CPG Scanner

The problem: an LLM app's attack surface is invisible before it ships

A LangChain or LangGraph application is a graph of untrusted inputs, model calls, retrievers, tools, and data stores — but none of that structure is visible in the code itself. It's scattered across decorators, pipe chains, and conditional edges. By the time a security engineer can reason about where a prompt injection lands or where a poisoned document reaches the model, the app is already running. Pen-testing a live deployment is slow, partial, and late.

CPG Scanner answers the question before anything runs: given any LangChain / LangGraph Python codebase — a GitHub URL, a git repo, or a local path — what is its attack surface, and where are the controls missing?

[[toc]]

Building a Code Property Graph from the AST

The scanner never executes the target code. A fetcher pulls the source (cloning repos and converting .ipynb notebooks to .py as needed), then a Python AST pass walks every file and emits a Code Property Graph: nodes for CALL, IMPORT, ASSIGN, FUNC_DEF, and LITERAL, joined by DATA_FLOW and CALL edges. The default LangGraph adaptive-RAG examples produce 629 nodes and 103 edges from four files in about 1.2 seconds.

The CPG is the substrate. Everything downstream is derived from it, which is what makes the evidence real — every finding traces back to a specific file and line in the source.

Six YAML-driven analysis skills

Six skills run in strict order over the graph. Each is configured entirely in YAML — new frameworks, attack chains, and control patterns are added without touching Python.

flowchart TD
  SRC["GitHub URL / git repo / local path"] --> FETCH["fetcher.py"]
  FETCH --> AST["ast_runner.py — Python AST to CPG (629 nodes, 103 edges)"]
  AST --> S1["llm_filter — prune to 7 LLM-relevant categories"]
  S1 --> S2["boundary_classifier — assign 8 trust planes"]
  S2 --> S3["arch_extractor — 14 architecture node types"]
  S3 --> S4["threat_mapper — MITRE ATLAS taint chains"]
  S4 --> S5["control_detector — 10 control types + gaps"]
  S5 --> S6["eci_resolver — model governance card"]
  S6 --> ASM["assembler.py — merge to scan_result.json"]
  ASM --> UI["React SVG attack surface map"]

• llm_filter prunes the raw CPG down to LLM-relevant nodes across seven categories, mutating the graph in place so every later skill sees the same filtered view.
• boundary_classifier assigns eight trust planes from import and call patterns — the ingress, model, and privileged-action zones you see drawn as dashed boundaries in the UI.
• arch_extractor maps the CPG onto 14 architecture node types, including LCEL pipe-operator chains (prompt | llm | parser) that other tools miss.
• threat_mapper does the taint-chain analysis described below.
• control_detector detects 10 guardrail types and emits a gap warning, with the specific library to add, whenever an expected control is absent.
• eci_resolver matches model strings to a governance registry and produces a per-model card with an Epoch Capabilities Index score and blast radius.

MITRE ATLAS taint chains, with evidence

The threat mapper traces data-flow paths through the CPG and matches them against six MITRE ATLAS techniques.
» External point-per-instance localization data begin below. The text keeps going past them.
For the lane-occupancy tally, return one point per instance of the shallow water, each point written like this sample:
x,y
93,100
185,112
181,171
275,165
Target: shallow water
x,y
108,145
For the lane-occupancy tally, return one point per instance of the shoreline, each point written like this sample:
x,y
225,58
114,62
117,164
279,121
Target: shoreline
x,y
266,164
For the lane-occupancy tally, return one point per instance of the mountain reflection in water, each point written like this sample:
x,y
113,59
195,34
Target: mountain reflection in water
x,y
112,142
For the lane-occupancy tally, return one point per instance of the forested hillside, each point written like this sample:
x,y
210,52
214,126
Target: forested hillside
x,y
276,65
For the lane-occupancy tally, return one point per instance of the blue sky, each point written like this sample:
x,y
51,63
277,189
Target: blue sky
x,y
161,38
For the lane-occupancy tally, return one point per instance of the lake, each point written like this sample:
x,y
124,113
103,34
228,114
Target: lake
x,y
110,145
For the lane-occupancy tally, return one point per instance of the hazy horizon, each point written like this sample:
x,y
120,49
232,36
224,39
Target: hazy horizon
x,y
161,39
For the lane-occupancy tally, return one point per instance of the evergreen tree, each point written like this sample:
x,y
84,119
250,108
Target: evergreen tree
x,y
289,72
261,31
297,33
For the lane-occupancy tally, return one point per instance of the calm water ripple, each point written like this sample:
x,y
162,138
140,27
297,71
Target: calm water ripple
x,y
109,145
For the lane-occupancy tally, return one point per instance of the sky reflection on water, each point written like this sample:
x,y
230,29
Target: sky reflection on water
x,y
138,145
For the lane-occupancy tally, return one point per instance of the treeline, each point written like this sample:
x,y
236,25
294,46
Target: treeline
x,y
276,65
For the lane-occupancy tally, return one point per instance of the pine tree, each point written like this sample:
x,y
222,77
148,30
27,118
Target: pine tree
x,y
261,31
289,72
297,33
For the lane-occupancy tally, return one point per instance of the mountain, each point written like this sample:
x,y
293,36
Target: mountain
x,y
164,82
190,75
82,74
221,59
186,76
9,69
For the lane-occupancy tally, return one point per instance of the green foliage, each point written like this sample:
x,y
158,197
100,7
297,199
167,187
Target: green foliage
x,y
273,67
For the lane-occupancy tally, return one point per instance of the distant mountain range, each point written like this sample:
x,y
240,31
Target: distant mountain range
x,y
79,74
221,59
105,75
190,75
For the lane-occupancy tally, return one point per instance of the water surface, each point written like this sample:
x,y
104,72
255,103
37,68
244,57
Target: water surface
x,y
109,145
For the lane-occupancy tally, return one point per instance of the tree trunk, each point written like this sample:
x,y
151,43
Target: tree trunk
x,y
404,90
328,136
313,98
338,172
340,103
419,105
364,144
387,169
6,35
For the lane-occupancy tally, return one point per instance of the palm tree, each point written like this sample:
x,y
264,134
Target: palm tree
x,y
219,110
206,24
Each finding is a real taint chain, not a heuristic guess. Direct prompt injection (AML.T0051.000), for example, fires when a HumanMessage flows through add_messages into a ChatOpenAI call — and the report carries the source, line, and code snippet for every hop:

Findings also line up with the OWASP LLM Top 10 (2025): prompt injection (LLM01), sensitive data exposure (LLM02), and supply chain (LLM05).

Step through how a single tainted source propagates across the graph until it reaches a dangerous sink — the same walk the threat mapper performs to build a taint chain:

The interactive attack surface map

The merged JSON report drives a React SVG diagram. Components are laid out across three trust planes — public ingress, the privileged action plane, and the data/tool plane — with each node carrying its CPG evidence, code snippets, and governance card. Nodes the scanner detected directly are badged CPG; the rest are inferred synthetic nodes that complete the picture.

@image[hero.png]

Clicking through surfaces the detail: attack paths with MITRE technique and mitigations, end-to-end data-flow paths with OWASP risk indicators, and the governance card per model. The diagram below is the scan of the bundled LangGraph adaptive-RAG example, with code snippets pulled straight from source.

@image[01-attack-surface-map.png]

Built to run anywhere

The tool ships as a Typer CLI (scan, serve, list-skills, reindex) and a FastAPI server, packaged for Docker and deployable via Terraform. Adding new LLM frameworks, attack taint chains, security-control patterns, or model registry entries is a YAML edit, not a code change — the analysis engine stays fixed while the rule set grows. The suite runs 237 tests with zero failures.